Les oubliés du train
Une locomotive… Pour ramener chez elles, au Nagorno-Karabakh ou Haut-Karabagh, les milliers de personnes qui vivent depuis plus de 14 ans dans des wagons marchandise. Nagorno-Karabakh signifie jardins noirs du fait de ses montagnes et de la fertilité de ses terres. Ici, à Saatly et Imisli, pas de montagnes, mais des wagons marchandises bloqués sur des terres arides, où poussent pastèques et pompes à pétrole.
Le Haut-Karabagh est une région autonome de l’Azerbaïdjan, peuplée majoritairement d’arméniens et située à 270 kilomètres à l’ouest de Bakou, la capitale.
En 1991, après l’éclatement de l’URSS, l’Azerbaïdjan et l’Arménie deviennent indépendants. Peu après, le Haut-Karabagh proclame son indépendance, mais celle-ci n’est pas reconnue par la Communauté Internationale.
En 1992, l’Azerbaïdjan souhaite récupérer ce territoire mais l’Arménie s’y oppose. Résultat : des deux côtés, un même nettoyage ethnique, l’Arménie expulse les Azéris et l’Azerbaïdjan les Arméniens. 120 000 Arméniens et 80 000 Azéris déportés. Un cessez-le-feu est conclu en 1994 entre l’Azerbaïdjan, l’Arménie et les rebelles du Haut-Karabagh, mais la paix demeure précaire…
En 1998, les expulsions continuent. Toute la population non-arménienne est chassée du Haut-Karabagh et de l’Arménie. 1 million de déplacés se réfugient sous tente, dans des baraquements ou dans des wagons. Ceux que l’on appelle les déplacés internes, puisqu’ils n’ont pas franchi de frontière, ne bénéficient pas de la même aide que les réfugiés. Aujourd’hui, ils touchent 30 000 Manat, soit 5 Euros par personne et par mois du gouvernement. Quant aux organisations humanitaires, cela fait longtemps que les déplacés des différents camps n’en ont plus croisés.
Au fil des ans, les Azéris ont décoré leurs wagons afin de les rendre plus confortables, moins miséreux. Certains se sont même construit quatre murs de terre à l’intérieur du wagon afin de mieux supporter le froid qui, en hiver, peu descendre à moins 30°. Durant l’été les habitants installent leur lit sous les wagons, car à l’intérieur il y fait plus de 40°.
Ce sont les femmes qui règlent et gèrent la vie des wagons. Sans eau potable, sans sanitaire et sans soin, elles luttent tant bien que mal contre les différents maux qui gagnent toujours plus de wagons : diabètes chez les vieux, diarrhées et malformations chez les enfants.
Elles soutiennent les hommes qui souffrent de ne plus pouvoir exercer leur métier : agriculteur, menuisier, médecin, professeur… Cela fait plus de dix ans qu’ils ne pratiquent plus. Parfois, dans la mesure du possible, ils créent des ateliers.
Mais comment enseigner sans livre, soigner sans médicaments? Seuls les agriculteurs plantent entre les voies un petit jardin de fleurs. Pour se prouver qu’ils existent encore, que tant qu’il y a un souffle de vie, il y a un souffle d’espoir.

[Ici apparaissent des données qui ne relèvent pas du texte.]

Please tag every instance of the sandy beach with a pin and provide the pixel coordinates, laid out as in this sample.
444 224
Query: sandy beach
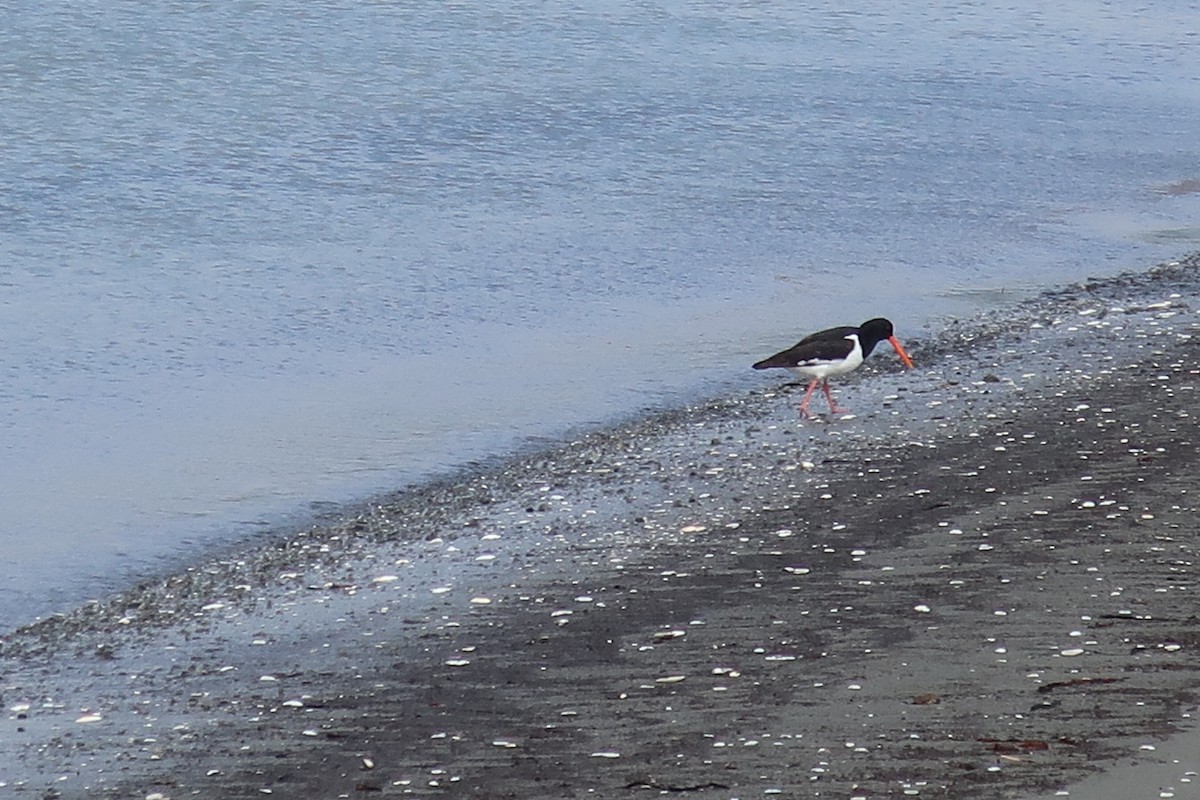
979 584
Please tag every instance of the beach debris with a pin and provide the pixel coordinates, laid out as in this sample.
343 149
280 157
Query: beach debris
1077 681
1015 745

Ces portraits, ce sont avant tout des regards, des parcours de vie de femmes et d’hommes. Au travers de mes images, je souhaite transmettre la force de leur regard, la beauté de leur personne, des détails de leur quotidien.
Tous ont posé leurs espoirs sur moi et mon travail afin que je puisse parler de leur pays, témoigner de leur situation, d’eux tout simplement… Ils pensent que ma sensibilité de femme pourra toucher les médias… Comment ne pas les décevoir ?
Lors de mes différentes démarches dans les rédactions, on m’a répondu que tant qu’il n’y aurait pas d’attentat dans ce pays, on n’en parlerait pas.